Melina Howard wasn’t looking for romance. She was looking for someone to crew in a sailboat regatta, and she thought she had a ringer in former

sailing instructor Blake Allen. It should have been a simple afternoon sail, but nothing is simple when you add a family feud, a town drowned deep

beneath the lake’s surface, and a patriarch unwilling to forgive and forget.

Q & A with Veda Boyd Jones regarding Summer Breezes

Q. Are you a sailor? How else would you know so much about sailing?

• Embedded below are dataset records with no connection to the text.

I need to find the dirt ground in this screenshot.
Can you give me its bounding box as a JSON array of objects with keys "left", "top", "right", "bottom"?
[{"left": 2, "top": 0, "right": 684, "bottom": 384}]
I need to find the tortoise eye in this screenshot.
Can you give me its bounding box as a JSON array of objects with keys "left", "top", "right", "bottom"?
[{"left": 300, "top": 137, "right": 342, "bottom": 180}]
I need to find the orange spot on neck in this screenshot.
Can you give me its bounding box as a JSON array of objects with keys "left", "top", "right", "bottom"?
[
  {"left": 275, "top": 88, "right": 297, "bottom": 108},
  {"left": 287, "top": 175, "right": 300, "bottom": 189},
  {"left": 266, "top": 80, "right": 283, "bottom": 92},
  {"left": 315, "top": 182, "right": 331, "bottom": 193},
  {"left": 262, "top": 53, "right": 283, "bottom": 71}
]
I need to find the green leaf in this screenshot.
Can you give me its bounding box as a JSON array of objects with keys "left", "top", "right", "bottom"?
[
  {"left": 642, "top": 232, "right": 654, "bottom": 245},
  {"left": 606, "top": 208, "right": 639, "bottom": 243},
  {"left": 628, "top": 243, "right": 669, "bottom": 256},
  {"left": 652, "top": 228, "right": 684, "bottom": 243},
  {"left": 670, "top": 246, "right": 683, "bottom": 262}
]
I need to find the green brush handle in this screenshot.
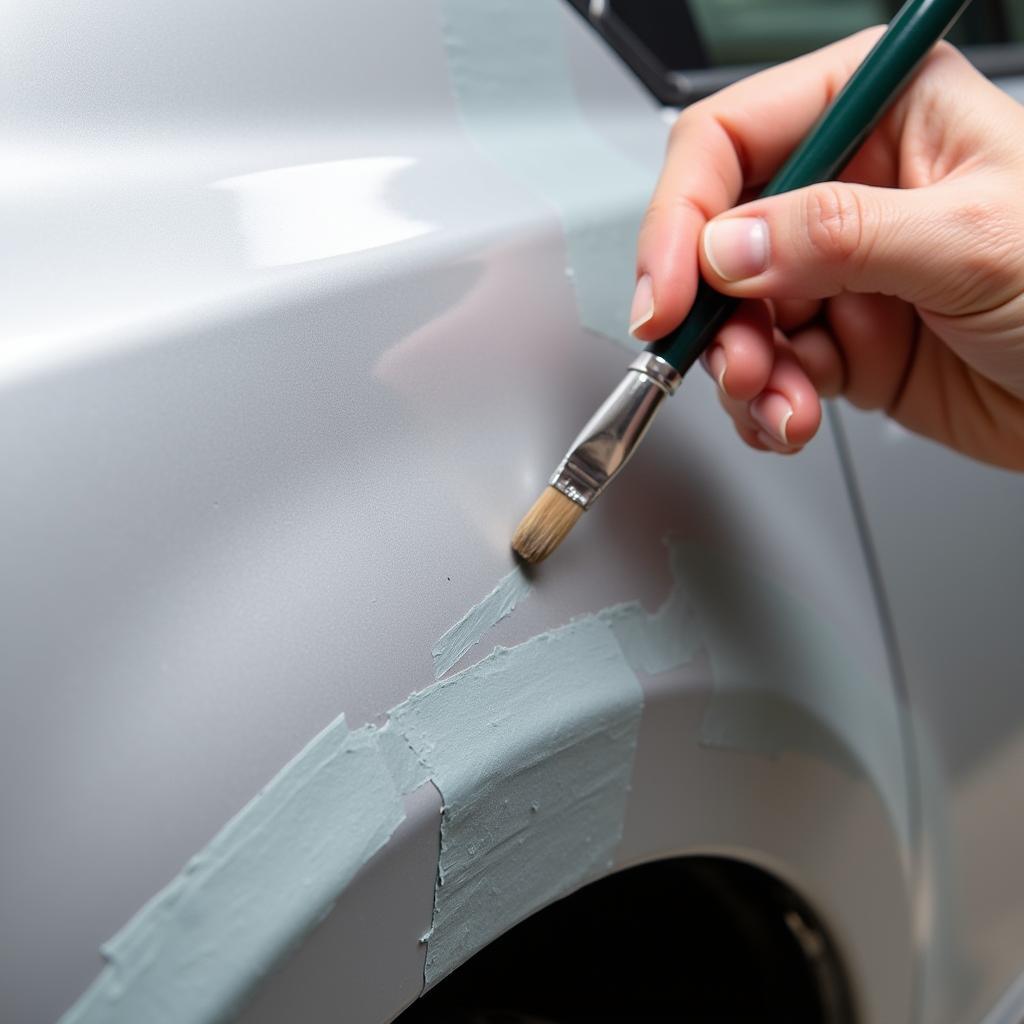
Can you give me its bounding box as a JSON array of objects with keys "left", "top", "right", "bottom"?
[{"left": 646, "top": 0, "right": 972, "bottom": 375}]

A. Jim and I are half-owners of an old 25-foot Catalina. Our sailboat partners live in New York and are only here for a week each year. The rest of the year, we’re in charge of the boat that’s harbored on Grand Lake in Oklahoma.
Through the years I’ve learned things like a rope is a rope on land, but once it’s on a boat, it becomes a ‘line.’ There’s a reason for the specialized vocabulary of sailors. Starboard (right when you’re standing in the back of the sailboat) and Port (left) are always the same, no matter which way you’re facing. That way, when it’s critically important to tack or drop a sail, everyone knows to which side the captain is referring.
I talk big, but I know very little about sailing.  My chief job onboard is to fix sandwiches and hand out drinks or cookies.
There is a peaceful feeling when you’re out in a boat and the sound of lapping waves is all you hear. No roar of a motor disturbs the quiet.

Q. The love story sounds like Romeo and Juliet?

A. Very perceptive. That’s exactly what the plot is based on. Nothing like a family feud to add tension to a novel.  In this case, I researched the building of the dam on Grand Lake and learned that two towns were moved when the river valley was flooded to form the lake. I put the hero’s family on one side of the issue and the heroine’s family on the other. Instant tension.